NARs were already really good, NARs are improving too. So, as we look at the rest of the year, in NAR, for those listening, we do expect our volumes to improve. Importantly, they don’t have to get to positive, they just have to improve from where they are now, and part of that is really going to be gaining share as pricing gets lapped, as the competition, comparisons get tougher and [indiscernible] get easier because of this supply chain challenges. And we think — look with all of that happening, as we continue to execute well, our NAR business will continue to get better throughout the year.
Jon Nudi: Yeah. And the only thing I might add some color on is on-shelf availability, so Jeff touched on that, and our on-shelf availability is better this year than last year, and that’s great. What’s remarkably different is, our competitors, and particularly private-label. So, if you look at private-label on-shelf availability in categories like grain and RBG, it’s up 10 points year-over-year. So, while that was a tailwind for us where we are on the shelf and private-label wasn’t, it’s a headwind this year. That comp gets better as we move throughout the year and that will help us as we expect to see sequential volume improvement.

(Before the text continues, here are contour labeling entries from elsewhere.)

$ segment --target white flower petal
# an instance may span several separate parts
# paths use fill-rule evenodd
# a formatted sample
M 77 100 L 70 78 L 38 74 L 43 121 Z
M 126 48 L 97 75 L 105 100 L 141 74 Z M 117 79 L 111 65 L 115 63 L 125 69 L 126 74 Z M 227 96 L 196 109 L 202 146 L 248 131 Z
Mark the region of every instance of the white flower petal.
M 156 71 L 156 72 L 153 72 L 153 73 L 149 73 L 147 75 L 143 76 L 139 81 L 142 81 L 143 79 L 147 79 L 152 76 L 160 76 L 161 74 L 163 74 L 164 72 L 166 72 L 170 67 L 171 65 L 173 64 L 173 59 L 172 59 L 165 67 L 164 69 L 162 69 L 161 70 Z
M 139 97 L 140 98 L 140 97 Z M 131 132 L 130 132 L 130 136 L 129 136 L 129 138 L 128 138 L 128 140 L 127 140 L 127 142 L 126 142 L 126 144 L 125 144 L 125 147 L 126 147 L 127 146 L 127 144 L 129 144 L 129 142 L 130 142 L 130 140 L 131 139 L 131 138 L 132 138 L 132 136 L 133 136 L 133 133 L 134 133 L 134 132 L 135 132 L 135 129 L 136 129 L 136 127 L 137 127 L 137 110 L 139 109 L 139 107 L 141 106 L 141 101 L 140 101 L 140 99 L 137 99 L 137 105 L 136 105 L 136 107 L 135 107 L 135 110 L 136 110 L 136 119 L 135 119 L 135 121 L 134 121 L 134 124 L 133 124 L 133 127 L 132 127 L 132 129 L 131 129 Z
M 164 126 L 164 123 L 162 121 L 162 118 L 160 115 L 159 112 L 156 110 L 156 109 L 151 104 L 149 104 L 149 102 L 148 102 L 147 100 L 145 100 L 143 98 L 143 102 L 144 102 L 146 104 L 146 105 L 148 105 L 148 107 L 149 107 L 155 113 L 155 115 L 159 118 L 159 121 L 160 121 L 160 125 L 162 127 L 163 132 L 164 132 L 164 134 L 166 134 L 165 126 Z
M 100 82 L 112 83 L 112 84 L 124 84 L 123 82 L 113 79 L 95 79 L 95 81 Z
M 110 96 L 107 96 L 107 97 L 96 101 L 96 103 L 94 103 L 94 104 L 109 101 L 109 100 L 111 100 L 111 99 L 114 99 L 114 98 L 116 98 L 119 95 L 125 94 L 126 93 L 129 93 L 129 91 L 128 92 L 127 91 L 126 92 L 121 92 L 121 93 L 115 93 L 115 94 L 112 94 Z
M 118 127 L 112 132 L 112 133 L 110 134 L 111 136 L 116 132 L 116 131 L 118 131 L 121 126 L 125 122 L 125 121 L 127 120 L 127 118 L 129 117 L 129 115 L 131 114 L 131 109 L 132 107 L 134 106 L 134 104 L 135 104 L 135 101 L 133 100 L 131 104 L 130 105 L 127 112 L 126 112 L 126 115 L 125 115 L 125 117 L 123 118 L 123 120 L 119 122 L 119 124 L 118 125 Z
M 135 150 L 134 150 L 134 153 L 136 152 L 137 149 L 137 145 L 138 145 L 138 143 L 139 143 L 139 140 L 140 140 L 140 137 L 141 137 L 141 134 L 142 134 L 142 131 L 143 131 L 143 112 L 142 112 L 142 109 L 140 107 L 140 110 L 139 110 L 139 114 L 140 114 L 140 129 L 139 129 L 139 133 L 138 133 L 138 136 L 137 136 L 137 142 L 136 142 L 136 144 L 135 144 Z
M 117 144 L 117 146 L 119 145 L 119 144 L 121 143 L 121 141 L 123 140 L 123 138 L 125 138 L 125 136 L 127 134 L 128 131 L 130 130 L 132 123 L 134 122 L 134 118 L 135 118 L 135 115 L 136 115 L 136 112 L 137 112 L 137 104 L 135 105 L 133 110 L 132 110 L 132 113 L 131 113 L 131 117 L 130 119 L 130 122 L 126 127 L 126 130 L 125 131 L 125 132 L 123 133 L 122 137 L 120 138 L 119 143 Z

Ken Goldman: Makes sense. Thanks so much.
Operator: Our next question comes from Robert Moskow with TD Cowen. Please proceed.
Robert Moskow: Hi, everybody. Thanks for the question. I wanted to know — I guess two questions. You had some very significant marketing investment in first quarter, but this is a very tough volume environment. And I wanted to know what’s your plan for marketing investment for the rest of the year? And do you have — would you keep the same amount of pressure on, or would you change tactics mid-year if you’re not getting the volume that you expected?
Jeff Harmening: Yeah, Rob, first of all, this is Jeff. Welcome back. Good to hear you again. And Kofi, you want to take this?